Last week, Israel and the United Arab Emirates announced a deal: The Arab state would formally recognize Israel in exchange for Israel halting annexation of Palestinian territory in the West Bank. This followed a public invitation by the UAE ambassador to Washington, Yusef al-Otaiba, a highly respected diplomat and a good friend of mine.
The ambassador laid out the deal in clear, respectful language. The U.S. administration of President Donald Trump helped coordinate the details, building on work that presidential adviser Jared Kushner has been facilitating as part of the larger (and thus far unsuccessful) push for an overall peace deal. Reflecting earlier work by the Bush and Obama administrations to bring the Arab and Israeli sides together, it is an important bipartisan step toward Israeli-Arab rapprochement that may in time bear significant fruit.
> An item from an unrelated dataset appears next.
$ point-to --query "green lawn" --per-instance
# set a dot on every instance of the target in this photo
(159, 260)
Throughout my tenure as supreme allied commander of NATO, I came to know Israel well. I became particularly close to the head of the Israeli Defense Forces, Lt. Gen. Gabi Ashkenazi, and his deputy commander, then-Maj. Gen. Benny Gantz. Both remain important figures in Israeli politics. Indeed, the first phone call between the UAE and Israel, on Sunday, was conducted by Ashkenazi and his counterpart in the UAE. Gantz, who went on to command the IDF, is now alternate prime minister in a shaky coalition with Benjamin Netanyahu. Benny (as even junior officers called him when he wore stars on his shoulder) is also the minister of defense.